Xie Lanzhi ordonna à quelqu'un d'aller chercher dans la réserve une bouillotte en cuir de vache, de la remplir à ras bord, d'en vérifier la température, puis de la placer soigneusement sous les pieds de Si Xitong.

Si Xitong sentit son manteau l'envelopper étroitement et toussa légèrement pour le lui rappeler : « Maréchal, j'ai un peu chaud. »

« Non, c’est en hiver qu’on attrape le plus facilement un rhume », répondit Xie Lanzhi. Elle devait être extrêmement prudente quant à sa santé ; elle connaissait la douleur de la maladie pour l’avoir vécue dans sa vie antérieure, lorsqu’elle était en mauvaise santé.

Dans l'Antiquité, les conditions médicales étaient déplorables, et même un simple rhume pouvait facilement emporter une personne.

C'est pour cette raison que Xie Ying l'a remplacée.

"Merci."

« Inutile d'être si poli avec moi. » Hormis elle, Xie Lanzhi n'avait aucun autre attachement au monde.

Dans sa vie antérieure, hormis sa meilleure amie, elle n'avait aucun autre lien

; elle pensait qu'il valait mieux vivre une vie misérable que de mourir.
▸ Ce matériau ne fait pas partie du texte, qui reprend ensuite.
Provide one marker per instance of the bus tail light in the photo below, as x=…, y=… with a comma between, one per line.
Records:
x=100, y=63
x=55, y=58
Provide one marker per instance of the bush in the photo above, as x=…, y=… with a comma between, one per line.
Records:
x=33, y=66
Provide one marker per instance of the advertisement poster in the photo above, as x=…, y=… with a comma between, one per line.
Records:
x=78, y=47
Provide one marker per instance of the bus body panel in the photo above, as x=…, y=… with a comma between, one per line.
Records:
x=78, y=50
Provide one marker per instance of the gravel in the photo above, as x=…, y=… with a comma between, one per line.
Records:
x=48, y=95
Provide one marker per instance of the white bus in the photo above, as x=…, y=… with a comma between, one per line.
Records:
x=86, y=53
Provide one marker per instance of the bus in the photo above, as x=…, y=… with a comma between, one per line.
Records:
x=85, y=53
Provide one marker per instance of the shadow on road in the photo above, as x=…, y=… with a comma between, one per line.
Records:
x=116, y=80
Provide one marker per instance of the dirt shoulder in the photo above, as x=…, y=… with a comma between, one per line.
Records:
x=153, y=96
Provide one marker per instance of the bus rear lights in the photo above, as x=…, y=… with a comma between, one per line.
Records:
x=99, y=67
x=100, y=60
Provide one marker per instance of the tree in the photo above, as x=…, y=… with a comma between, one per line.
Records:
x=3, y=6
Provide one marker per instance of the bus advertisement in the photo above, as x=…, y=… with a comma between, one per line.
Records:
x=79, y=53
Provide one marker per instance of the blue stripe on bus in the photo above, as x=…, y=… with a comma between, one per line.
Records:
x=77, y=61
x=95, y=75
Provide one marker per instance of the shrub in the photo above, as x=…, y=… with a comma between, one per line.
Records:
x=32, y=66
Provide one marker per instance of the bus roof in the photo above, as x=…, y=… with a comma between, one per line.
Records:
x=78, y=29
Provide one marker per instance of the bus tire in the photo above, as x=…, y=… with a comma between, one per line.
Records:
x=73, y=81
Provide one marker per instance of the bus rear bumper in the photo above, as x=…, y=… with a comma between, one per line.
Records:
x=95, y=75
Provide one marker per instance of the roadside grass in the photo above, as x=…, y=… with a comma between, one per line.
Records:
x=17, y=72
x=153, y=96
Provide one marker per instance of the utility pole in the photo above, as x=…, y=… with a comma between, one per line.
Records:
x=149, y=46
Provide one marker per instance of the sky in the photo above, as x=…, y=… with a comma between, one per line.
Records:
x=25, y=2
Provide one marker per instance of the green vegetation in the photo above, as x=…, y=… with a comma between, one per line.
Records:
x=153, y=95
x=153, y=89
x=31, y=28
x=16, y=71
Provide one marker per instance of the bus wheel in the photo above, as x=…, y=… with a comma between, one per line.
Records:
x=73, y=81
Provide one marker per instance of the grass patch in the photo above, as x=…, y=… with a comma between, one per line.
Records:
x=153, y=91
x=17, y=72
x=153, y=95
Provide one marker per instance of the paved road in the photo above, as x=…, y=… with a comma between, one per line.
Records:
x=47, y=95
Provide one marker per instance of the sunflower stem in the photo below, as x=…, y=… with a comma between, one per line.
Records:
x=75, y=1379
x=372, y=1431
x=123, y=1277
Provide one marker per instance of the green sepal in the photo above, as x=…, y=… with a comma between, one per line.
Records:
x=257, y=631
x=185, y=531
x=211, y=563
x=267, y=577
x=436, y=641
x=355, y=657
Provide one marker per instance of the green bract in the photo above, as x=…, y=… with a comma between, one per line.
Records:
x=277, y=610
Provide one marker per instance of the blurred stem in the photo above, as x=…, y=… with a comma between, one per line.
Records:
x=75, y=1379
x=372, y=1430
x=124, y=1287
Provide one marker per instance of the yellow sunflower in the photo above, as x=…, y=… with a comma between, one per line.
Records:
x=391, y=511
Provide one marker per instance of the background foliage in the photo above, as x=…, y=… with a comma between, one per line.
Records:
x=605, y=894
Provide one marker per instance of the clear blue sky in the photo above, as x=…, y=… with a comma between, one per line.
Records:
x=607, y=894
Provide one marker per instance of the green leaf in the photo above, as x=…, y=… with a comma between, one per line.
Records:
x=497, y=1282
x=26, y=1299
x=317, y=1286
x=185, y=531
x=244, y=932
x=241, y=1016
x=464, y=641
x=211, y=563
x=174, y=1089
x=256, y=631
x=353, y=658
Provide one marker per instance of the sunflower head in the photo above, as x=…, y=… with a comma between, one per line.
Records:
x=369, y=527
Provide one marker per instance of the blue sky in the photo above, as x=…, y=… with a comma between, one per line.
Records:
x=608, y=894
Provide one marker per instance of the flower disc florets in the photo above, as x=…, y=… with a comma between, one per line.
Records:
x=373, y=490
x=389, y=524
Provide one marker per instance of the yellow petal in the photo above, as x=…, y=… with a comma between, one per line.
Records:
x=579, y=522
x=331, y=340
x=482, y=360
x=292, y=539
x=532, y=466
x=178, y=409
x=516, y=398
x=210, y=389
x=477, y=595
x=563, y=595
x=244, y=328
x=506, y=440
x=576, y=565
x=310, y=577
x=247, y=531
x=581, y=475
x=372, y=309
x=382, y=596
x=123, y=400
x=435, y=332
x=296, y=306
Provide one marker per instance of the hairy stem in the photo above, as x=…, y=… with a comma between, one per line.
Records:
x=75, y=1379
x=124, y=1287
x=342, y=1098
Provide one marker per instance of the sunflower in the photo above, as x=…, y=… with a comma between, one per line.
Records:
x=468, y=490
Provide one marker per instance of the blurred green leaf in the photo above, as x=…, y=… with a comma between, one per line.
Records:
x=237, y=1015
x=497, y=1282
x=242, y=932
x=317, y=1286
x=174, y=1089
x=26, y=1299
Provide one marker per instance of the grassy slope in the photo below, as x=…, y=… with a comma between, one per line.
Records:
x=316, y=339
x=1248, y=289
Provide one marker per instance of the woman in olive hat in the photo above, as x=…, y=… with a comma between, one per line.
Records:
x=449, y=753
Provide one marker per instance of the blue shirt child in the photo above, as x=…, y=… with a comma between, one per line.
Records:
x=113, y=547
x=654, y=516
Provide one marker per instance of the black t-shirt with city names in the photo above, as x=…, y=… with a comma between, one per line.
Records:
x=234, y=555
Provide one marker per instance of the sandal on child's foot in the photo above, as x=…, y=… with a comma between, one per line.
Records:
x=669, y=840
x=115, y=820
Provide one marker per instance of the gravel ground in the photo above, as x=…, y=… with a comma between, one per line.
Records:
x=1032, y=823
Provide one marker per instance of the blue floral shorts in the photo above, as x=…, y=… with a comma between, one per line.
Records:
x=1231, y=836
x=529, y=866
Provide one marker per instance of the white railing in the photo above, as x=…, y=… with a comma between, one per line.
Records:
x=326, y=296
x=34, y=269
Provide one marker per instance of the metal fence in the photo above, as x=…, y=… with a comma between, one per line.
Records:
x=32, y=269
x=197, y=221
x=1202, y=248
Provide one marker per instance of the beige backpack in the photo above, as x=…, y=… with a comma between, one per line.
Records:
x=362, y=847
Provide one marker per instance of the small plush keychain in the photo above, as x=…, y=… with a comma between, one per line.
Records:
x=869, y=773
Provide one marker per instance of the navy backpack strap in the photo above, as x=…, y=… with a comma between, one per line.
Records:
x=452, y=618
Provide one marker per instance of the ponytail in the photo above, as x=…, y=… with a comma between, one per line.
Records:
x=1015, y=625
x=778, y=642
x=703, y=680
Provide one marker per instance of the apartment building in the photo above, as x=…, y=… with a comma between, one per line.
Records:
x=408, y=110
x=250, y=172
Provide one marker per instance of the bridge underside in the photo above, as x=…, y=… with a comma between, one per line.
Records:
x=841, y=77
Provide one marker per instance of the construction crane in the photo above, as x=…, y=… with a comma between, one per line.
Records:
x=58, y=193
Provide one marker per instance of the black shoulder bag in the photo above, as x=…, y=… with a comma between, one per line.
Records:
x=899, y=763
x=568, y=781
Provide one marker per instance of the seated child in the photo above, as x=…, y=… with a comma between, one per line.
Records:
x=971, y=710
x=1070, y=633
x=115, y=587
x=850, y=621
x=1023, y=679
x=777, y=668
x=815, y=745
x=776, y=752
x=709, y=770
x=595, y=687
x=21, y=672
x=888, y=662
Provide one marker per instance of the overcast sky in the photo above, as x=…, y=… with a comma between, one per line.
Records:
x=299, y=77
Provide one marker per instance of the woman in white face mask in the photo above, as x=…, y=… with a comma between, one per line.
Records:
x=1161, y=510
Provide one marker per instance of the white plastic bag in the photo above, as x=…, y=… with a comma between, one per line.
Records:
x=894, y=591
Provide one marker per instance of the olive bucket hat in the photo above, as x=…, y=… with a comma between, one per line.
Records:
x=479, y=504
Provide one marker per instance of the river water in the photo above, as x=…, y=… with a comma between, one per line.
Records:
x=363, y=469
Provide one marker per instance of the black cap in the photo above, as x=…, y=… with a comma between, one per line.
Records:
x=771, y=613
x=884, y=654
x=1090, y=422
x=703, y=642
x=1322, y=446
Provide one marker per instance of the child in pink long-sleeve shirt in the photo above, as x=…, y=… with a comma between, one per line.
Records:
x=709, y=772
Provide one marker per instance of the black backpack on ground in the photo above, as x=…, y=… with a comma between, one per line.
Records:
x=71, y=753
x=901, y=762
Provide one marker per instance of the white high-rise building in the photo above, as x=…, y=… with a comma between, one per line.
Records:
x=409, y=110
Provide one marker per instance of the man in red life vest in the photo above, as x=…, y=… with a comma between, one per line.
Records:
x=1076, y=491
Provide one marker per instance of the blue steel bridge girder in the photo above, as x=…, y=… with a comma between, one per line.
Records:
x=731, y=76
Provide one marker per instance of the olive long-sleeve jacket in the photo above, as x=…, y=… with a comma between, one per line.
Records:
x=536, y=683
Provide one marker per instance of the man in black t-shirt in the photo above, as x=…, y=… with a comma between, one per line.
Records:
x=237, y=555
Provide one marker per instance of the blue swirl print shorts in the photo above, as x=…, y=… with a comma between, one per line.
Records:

Au moment même où elle était sur le point de perdre tout espoir, le livre de l'Impératrice fit son apparition, lui apportant une lueur d'espoir.

Mais maintenant, l'Impératrice est une personne vivante, qui respire.

Lorsqu'elle l'a rencontrée pour la première fois, la voir en cage l'a presque rendue folle. L'épouser était aussi une façon de la protéger.